INDY: UFO research is clearly such a personal issue for you. Why is that?
DAVID J. HALPERIN: It’s bound up with the dilemma I found myself in as a teenager, watching my mother slowly die in a way that was unacknowledged. The UFOs gave me a means of grappling with that. The images have haunted me all my life. Even when I was not admitting that I was a ufologist—like when I was applying for jobs in academia—the subjects that I was drawn to were connected to the themes of ufology: the idea of heavenly ascension and otherworldly journeys.
The idea you advance in the book, this psychological or spiritual reading of UFO phenomena—how far back does that go?
It goes back, first, to Carl Jung in the late 1950s.
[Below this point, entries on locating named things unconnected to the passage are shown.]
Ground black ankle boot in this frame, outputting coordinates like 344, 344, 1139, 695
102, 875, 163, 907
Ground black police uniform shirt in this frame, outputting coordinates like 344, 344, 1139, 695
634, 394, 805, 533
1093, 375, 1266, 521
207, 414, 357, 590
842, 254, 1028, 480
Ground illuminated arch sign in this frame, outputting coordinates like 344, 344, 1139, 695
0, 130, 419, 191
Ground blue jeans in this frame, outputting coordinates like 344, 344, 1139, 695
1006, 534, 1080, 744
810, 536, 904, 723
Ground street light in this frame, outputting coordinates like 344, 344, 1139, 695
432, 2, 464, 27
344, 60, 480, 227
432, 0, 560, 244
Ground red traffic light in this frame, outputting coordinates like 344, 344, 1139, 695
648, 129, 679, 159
He published a book—the translation from German is Flying Saucers: A Modern Myth of Things Seen in the Skies. I don’t think that anyone, before Jung, was able to see UFOs as a myth. Jung was saying: “Wow, we’ve got this new myth here in the midst of us. We need to explore what it means for us all.”
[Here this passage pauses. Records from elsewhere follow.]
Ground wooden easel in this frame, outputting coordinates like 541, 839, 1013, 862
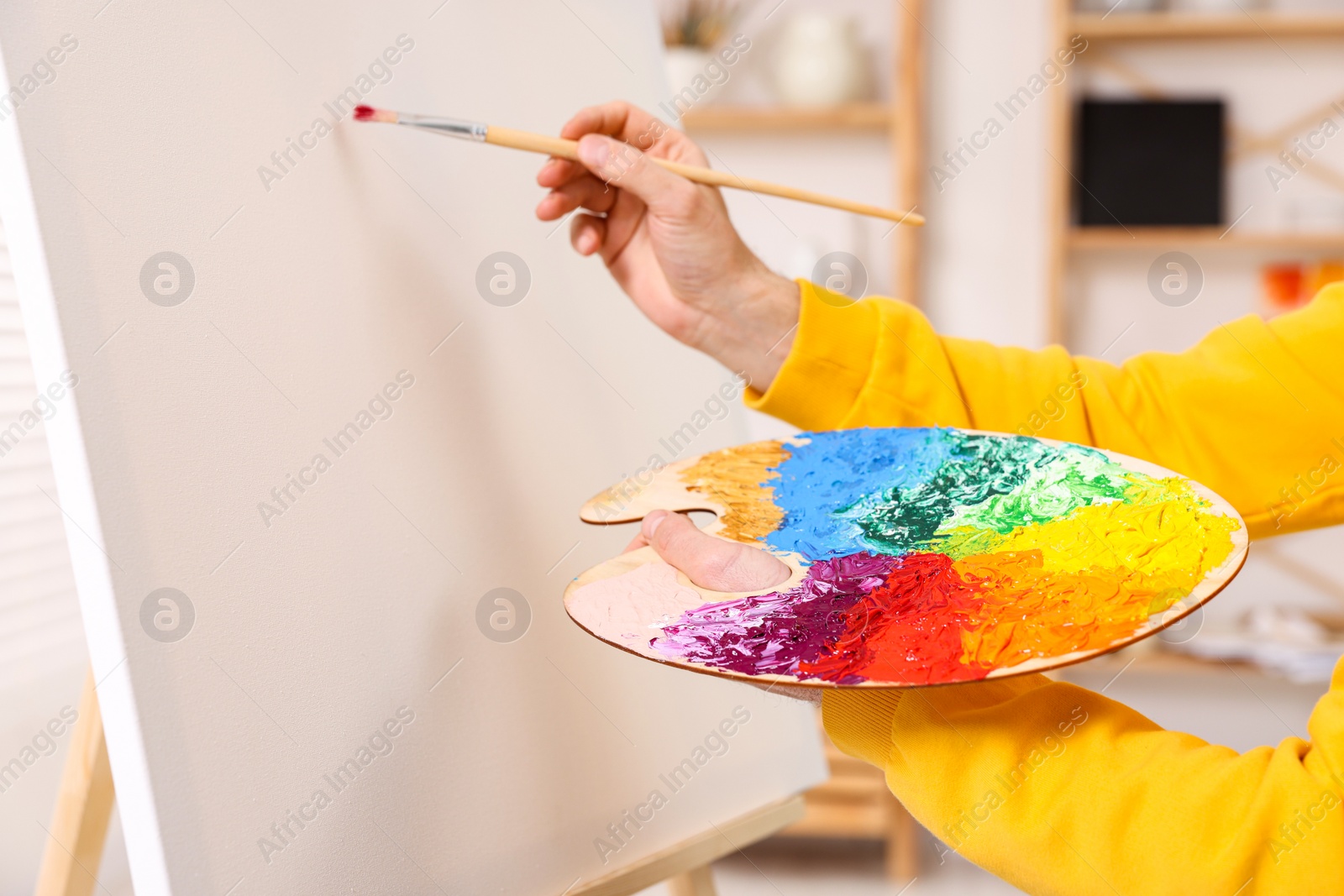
34, 669, 804, 896
34, 669, 113, 896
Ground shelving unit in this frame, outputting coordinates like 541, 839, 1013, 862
681, 0, 925, 883
681, 0, 925, 305
681, 102, 895, 136
1048, 0, 1344, 343
1068, 12, 1344, 40
1067, 227, 1344, 250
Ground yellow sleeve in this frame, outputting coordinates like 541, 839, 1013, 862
748, 284, 1344, 896
748, 282, 1344, 537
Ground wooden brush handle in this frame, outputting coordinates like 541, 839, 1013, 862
486, 125, 925, 227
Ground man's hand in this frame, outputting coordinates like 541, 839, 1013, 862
625, 511, 789, 591
536, 102, 798, 390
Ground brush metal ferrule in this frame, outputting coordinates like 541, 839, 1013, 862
396, 112, 489, 143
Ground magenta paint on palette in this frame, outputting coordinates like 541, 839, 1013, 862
567, 427, 1245, 685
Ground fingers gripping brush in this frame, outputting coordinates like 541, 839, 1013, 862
354, 106, 925, 227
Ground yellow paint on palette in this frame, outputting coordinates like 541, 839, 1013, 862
953, 549, 1200, 668
681, 441, 789, 542
939, 475, 1236, 668
932, 475, 1238, 582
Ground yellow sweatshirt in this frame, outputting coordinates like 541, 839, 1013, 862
748, 284, 1344, 896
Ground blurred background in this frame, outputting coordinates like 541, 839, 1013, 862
0, 0, 1344, 896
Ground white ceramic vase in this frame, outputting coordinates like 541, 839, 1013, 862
771, 12, 864, 106
664, 47, 723, 102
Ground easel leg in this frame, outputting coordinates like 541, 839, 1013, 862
35, 669, 113, 896
668, 865, 719, 896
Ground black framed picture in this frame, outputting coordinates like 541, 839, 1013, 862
1074, 99, 1226, 227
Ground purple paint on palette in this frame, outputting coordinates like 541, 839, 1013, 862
649, 553, 896, 684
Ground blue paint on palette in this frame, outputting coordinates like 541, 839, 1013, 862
766, 428, 953, 560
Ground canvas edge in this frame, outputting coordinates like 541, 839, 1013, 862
0, 39, 172, 896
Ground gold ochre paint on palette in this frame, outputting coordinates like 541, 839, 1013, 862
566, 427, 1245, 685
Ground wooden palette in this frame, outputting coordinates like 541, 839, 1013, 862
564, 427, 1247, 688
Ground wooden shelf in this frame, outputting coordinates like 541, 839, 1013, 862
1068, 12, 1344, 40
1068, 227, 1344, 251
681, 102, 894, 133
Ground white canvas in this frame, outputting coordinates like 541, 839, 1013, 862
0, 0, 824, 896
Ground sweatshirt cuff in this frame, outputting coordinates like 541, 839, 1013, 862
743, 280, 880, 430
822, 688, 900, 771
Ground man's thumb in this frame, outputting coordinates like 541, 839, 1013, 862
578, 134, 695, 211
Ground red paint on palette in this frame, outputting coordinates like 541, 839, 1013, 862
800, 553, 992, 685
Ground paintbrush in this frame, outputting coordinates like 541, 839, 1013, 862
354, 106, 923, 227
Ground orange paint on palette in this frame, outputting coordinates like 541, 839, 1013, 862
681, 442, 789, 542
953, 551, 1199, 668
801, 551, 1220, 684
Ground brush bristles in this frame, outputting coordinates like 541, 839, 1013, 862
354, 106, 398, 125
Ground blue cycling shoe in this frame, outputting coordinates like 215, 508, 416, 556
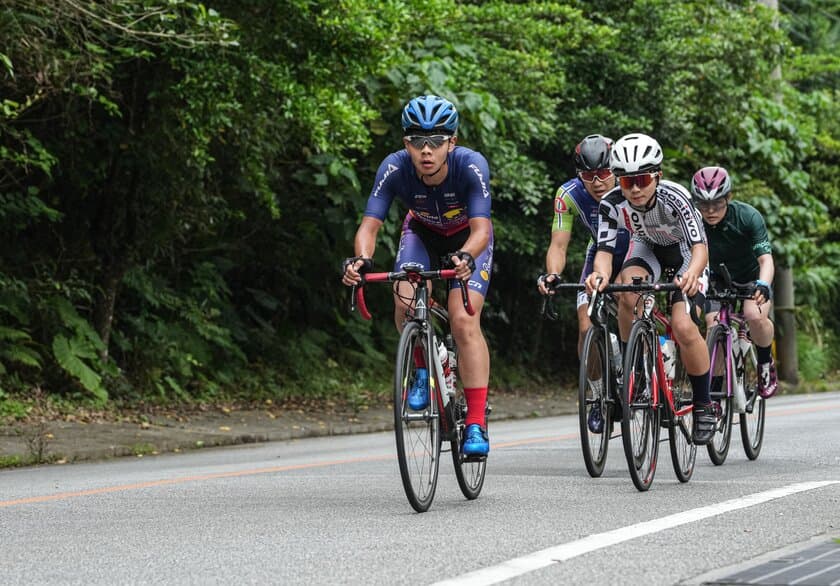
463, 423, 490, 456
408, 368, 429, 411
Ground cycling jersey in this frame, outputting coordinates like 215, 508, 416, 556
365, 146, 493, 296
704, 201, 772, 283
551, 177, 630, 307
551, 177, 630, 256
598, 179, 708, 290
365, 146, 490, 236
598, 179, 706, 251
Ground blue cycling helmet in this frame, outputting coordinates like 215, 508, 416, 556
402, 96, 458, 134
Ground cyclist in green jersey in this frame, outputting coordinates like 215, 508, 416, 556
691, 167, 779, 399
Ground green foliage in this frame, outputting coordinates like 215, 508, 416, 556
44, 296, 108, 402
0, 0, 840, 401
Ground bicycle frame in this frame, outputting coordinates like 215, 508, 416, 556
710, 301, 758, 413
642, 292, 693, 417
350, 263, 475, 416
351, 263, 482, 513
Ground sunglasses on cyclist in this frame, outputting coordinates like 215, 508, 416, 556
578, 169, 612, 183
694, 199, 727, 213
618, 173, 659, 189
403, 134, 452, 149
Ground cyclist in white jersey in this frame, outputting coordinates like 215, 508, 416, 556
586, 134, 715, 445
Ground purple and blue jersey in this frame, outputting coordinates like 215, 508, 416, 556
365, 146, 493, 296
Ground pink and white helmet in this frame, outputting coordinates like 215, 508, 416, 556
691, 167, 732, 202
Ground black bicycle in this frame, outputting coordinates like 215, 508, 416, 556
706, 265, 765, 466
543, 275, 623, 478
615, 278, 698, 491
351, 263, 489, 513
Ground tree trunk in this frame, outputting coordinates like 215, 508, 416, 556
93, 263, 125, 362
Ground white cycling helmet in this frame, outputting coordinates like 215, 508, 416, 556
610, 133, 662, 177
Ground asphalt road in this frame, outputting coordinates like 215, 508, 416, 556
0, 393, 840, 585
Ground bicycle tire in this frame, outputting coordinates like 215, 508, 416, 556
578, 326, 612, 478
735, 348, 766, 460
668, 346, 697, 482
449, 391, 487, 500
621, 320, 659, 492
394, 321, 441, 513
706, 324, 735, 466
The second would be Jacques Vallée, in his book Passport to Magonia. Remember the French scientist in Close Encounters of the Third Kind? He was modeled after Vallée. He was the first to really see that UFOs are the culture’s encounters with a realm that’s beyond us. The numinous. It’s a favorite word of the Jungians.
There’s an interesting line of thought in the book that those who retell the story of a UFO sighting—even those who mock and ridicule the stories—are all part of the sighting.
Right, the UFO believer and the UFO debunker are both part of the phenomenon. Everyone who engages with the idea of UFOs is, in one way or another, expressing unconscious thoughts, fears, and hopes.
Have you heard the John Lennon story? In the summer of 1974, Lennon’s companion May Pang had just finished showering, and John was walking around the apartment naked. John calls to her, “Come look at this.” They go out on the balcony and see this disc-shaped object pass overhead. They take repeated photographs, which turn out to show nothing.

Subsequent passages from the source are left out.